Ex Parte Fahy - Page 3


             Appeal No. 2006-0148                                                              Page 3                
             Application No. 09/933,309                                                                              

             2.  Definiteness                                                                                        
                    The examiner rejected claim 16 under 35 U.S.C. § 112, second paragraph, as                       
             indefinite.  The examiner cited two bases for this rejection.  First, the examiner                      
             concluded that                                                                                          
                    Claim 16 is indefinite because the method comprises regenerating the                             
                    patient’s involuted thymus, but the steps of regenerating the involuted                          
                    thymus have not been taught.  . . . The claim does not set forth any steps                       
                    involved in the method/process of regenerating an involuted thymus.  A                           
                    claim is indefinite where it merely recites a use without any active, positive                   
                    steps delimiting how this use is actually practiced.                                             

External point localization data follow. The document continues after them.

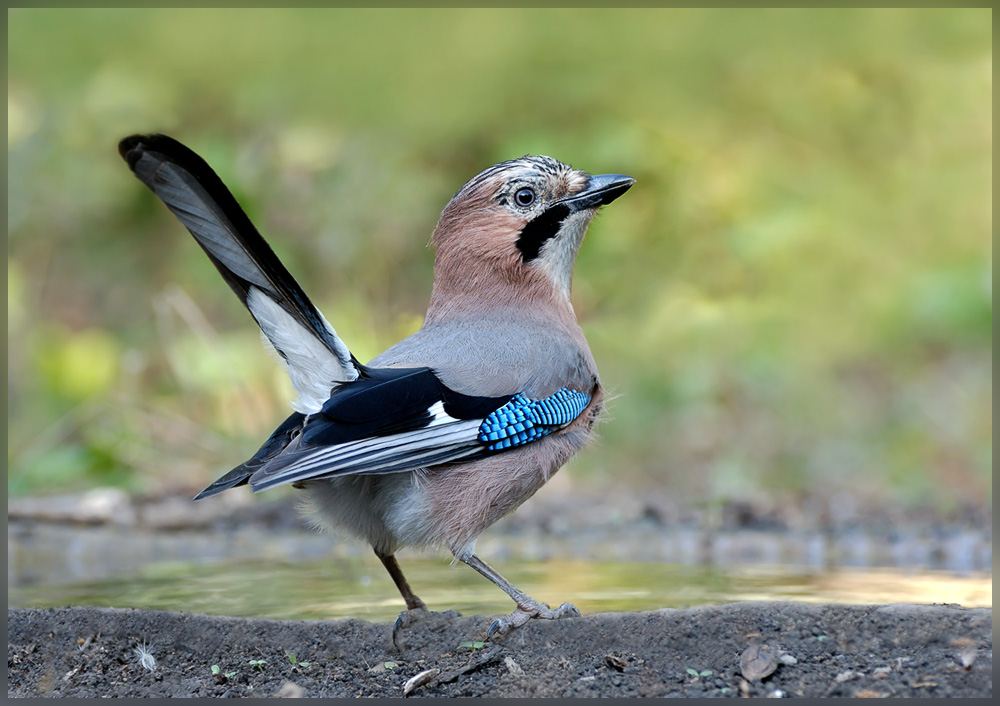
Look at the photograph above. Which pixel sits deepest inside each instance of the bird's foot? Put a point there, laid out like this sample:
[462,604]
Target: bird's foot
[525,613]
[416,615]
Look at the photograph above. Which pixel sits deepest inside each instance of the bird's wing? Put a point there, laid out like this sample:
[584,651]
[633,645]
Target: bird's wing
[316,358]
[405,419]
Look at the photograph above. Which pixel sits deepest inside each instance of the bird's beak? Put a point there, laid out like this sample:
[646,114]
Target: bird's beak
[602,189]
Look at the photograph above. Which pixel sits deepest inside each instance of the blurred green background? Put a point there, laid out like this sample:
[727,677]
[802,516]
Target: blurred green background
[794,301]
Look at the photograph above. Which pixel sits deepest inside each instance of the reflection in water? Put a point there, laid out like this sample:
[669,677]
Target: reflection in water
[357,587]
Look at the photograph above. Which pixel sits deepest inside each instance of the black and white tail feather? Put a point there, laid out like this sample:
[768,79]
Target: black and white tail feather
[349,418]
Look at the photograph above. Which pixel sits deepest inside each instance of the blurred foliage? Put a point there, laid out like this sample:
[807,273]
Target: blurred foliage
[795,299]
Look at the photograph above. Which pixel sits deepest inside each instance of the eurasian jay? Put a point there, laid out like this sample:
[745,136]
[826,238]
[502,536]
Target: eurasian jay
[453,427]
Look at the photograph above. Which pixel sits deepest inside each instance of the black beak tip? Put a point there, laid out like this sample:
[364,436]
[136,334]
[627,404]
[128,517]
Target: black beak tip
[610,186]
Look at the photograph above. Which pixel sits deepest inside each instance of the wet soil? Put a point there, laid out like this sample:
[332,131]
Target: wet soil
[740,649]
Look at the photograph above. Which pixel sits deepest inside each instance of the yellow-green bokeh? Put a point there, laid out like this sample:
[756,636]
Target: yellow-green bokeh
[795,299]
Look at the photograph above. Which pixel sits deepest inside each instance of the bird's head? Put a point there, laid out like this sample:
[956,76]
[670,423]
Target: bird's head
[513,231]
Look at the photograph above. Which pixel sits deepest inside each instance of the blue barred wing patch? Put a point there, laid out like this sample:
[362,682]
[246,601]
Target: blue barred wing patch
[523,420]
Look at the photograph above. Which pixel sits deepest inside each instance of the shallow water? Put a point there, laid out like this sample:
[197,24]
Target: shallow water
[358,587]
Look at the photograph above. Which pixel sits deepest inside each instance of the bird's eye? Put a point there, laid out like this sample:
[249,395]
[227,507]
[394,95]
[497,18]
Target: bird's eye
[524,197]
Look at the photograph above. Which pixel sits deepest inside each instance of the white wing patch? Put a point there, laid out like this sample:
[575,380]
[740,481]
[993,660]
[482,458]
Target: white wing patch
[313,369]
[443,439]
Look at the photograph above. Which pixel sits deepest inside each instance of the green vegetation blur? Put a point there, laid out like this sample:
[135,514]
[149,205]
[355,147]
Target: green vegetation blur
[794,301]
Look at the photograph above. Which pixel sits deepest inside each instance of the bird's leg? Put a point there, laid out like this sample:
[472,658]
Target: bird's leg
[415,608]
[527,607]
[392,566]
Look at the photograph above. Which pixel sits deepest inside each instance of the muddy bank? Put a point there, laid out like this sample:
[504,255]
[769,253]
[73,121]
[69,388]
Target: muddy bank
[756,649]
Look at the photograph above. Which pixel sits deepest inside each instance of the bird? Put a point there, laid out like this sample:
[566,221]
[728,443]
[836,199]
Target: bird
[453,427]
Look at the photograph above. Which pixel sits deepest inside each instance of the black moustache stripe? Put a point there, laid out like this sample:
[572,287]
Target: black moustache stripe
[539,230]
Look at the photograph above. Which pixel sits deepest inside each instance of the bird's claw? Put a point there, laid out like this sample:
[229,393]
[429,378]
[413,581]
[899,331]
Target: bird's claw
[522,615]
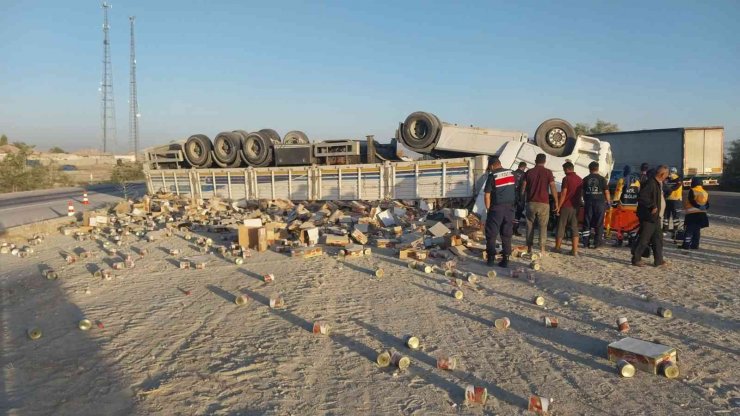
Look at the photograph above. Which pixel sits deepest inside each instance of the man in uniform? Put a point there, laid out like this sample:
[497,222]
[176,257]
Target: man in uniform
[672,190]
[595,196]
[520,199]
[624,217]
[500,196]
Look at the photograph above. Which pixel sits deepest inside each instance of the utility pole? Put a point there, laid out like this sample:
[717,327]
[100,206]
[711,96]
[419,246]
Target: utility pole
[133,111]
[108,109]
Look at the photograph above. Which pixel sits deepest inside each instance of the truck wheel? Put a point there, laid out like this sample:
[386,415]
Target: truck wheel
[271,134]
[420,130]
[226,148]
[198,150]
[295,137]
[256,148]
[556,137]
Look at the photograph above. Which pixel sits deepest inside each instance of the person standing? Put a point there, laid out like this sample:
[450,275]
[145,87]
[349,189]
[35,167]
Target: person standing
[695,214]
[571,192]
[672,190]
[624,217]
[537,181]
[650,207]
[595,197]
[520,197]
[500,196]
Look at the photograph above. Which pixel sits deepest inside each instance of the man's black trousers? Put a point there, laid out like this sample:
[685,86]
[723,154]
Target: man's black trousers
[651,234]
[500,220]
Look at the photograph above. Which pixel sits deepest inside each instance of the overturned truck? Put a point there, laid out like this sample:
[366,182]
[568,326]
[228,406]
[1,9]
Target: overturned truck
[260,165]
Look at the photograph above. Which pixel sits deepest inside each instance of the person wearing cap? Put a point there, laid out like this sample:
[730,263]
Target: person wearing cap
[672,190]
[537,182]
[595,198]
[571,193]
[695,213]
[500,197]
[520,198]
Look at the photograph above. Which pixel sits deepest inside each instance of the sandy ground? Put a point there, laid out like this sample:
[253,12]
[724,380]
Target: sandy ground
[161,351]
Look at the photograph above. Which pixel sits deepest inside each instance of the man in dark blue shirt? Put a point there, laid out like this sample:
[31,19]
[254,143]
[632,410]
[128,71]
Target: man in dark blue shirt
[500,196]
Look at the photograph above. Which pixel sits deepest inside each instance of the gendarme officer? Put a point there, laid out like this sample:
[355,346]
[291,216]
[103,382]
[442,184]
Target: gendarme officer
[500,196]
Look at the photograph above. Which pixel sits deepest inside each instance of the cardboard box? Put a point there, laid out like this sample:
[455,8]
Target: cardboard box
[645,356]
[254,238]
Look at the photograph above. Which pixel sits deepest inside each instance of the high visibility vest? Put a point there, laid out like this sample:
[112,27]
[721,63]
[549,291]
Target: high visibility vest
[701,197]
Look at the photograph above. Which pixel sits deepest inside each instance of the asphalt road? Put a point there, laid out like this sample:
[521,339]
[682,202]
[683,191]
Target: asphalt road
[18,208]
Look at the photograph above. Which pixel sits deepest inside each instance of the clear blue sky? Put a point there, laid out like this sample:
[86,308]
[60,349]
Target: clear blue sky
[347,69]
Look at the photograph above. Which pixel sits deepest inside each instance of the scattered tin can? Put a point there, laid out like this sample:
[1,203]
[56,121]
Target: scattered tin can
[539,405]
[321,328]
[550,321]
[412,342]
[625,369]
[623,325]
[476,395]
[665,312]
[669,369]
[84,325]
[277,302]
[383,359]
[447,363]
[502,323]
[400,360]
[34,333]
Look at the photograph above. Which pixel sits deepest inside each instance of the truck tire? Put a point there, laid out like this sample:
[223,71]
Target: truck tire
[226,147]
[271,134]
[256,149]
[420,130]
[198,150]
[556,137]
[295,137]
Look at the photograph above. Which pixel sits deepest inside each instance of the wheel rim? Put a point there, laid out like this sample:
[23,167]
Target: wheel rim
[556,137]
[419,129]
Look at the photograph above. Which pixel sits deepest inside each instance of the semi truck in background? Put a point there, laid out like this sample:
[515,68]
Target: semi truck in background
[694,151]
[258,165]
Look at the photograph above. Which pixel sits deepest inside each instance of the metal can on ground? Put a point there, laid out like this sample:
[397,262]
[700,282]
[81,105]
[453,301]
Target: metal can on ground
[669,369]
[550,321]
[476,394]
[384,359]
[34,333]
[412,342]
[502,323]
[277,302]
[84,324]
[321,327]
[447,363]
[400,360]
[625,369]
[623,325]
[665,312]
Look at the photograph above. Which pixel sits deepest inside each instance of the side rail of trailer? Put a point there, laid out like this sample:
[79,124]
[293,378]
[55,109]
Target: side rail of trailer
[423,179]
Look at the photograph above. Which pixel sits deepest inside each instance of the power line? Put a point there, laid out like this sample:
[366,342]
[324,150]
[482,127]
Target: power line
[108,109]
[133,115]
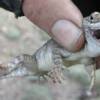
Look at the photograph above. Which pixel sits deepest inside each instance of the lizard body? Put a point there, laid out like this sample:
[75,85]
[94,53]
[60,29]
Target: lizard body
[49,58]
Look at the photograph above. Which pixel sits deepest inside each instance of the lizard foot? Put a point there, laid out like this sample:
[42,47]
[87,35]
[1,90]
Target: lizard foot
[56,75]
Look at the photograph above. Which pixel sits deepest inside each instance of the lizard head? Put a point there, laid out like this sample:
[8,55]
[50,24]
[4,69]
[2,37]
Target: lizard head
[91,28]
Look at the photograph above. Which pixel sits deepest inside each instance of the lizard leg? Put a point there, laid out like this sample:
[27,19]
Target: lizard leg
[56,72]
[19,66]
[92,75]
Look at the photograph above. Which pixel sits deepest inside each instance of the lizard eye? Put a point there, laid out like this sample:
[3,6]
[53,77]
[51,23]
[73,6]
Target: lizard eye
[91,18]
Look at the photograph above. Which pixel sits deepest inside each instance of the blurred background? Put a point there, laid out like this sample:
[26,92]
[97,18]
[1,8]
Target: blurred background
[18,36]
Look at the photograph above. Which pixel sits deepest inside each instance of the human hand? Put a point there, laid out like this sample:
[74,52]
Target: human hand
[61,19]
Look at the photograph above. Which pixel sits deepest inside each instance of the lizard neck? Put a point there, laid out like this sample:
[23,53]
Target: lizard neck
[92,45]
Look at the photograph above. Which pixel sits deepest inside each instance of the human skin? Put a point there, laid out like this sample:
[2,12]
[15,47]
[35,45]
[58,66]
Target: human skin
[61,19]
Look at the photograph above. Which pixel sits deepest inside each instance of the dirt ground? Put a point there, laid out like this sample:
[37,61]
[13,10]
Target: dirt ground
[19,36]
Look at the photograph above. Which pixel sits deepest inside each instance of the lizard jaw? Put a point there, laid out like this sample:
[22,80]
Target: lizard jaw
[96,34]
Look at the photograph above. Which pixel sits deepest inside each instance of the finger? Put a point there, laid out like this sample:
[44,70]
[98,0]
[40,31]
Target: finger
[46,14]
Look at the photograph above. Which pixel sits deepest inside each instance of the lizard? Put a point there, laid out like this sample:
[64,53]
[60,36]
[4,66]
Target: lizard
[49,59]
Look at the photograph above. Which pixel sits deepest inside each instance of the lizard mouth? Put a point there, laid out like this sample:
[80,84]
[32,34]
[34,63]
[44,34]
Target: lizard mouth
[96,34]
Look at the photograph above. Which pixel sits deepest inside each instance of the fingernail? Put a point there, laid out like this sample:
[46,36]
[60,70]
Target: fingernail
[67,35]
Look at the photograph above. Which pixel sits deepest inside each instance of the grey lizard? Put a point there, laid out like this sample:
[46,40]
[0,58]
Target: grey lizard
[48,60]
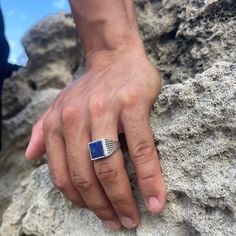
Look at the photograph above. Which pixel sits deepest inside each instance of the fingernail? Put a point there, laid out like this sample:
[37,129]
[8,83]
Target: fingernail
[127,222]
[112,224]
[153,204]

             Examiner’s Answer, page 4.                                                                              
                    We will reverse this basis of the rejection.  The examiner appears to be relying                 
             on Ex parte Erlich, 3 USPQ2d 1011 (BPAI 1986), for the cited rule.  The holding of that                 
             case, however, does not apply here.  The relevant claims in Erlich recited a “process for               
             using monoclonal antibodies [specific for human fibroblast interferon] to isolate and                   
             purify human fibroblast interferon” or a “process for using monoclonal antibodies                       
             [specific for human fibroblast interferon] to identify human fibroblast interferon.”  Id. at            
             1012.  The claims had been rejected under 35 U.S.C. § 112, second paragraph, as                         
             incomplete because they did not recite any steps.  Id. at 1017.  The Board affirmed,                    
             holding that “a method claim should at least recite a positive, active step(s) so that the              
             claim will ‘set out and circumscribe a particular area with a reasonable degree of                      
             precision and particularity’ and make it clear what subject matter these claims                         
             encompass, as well as making clear the subject matter from which others would be                        
             precluded.”  Id. (citations omitted).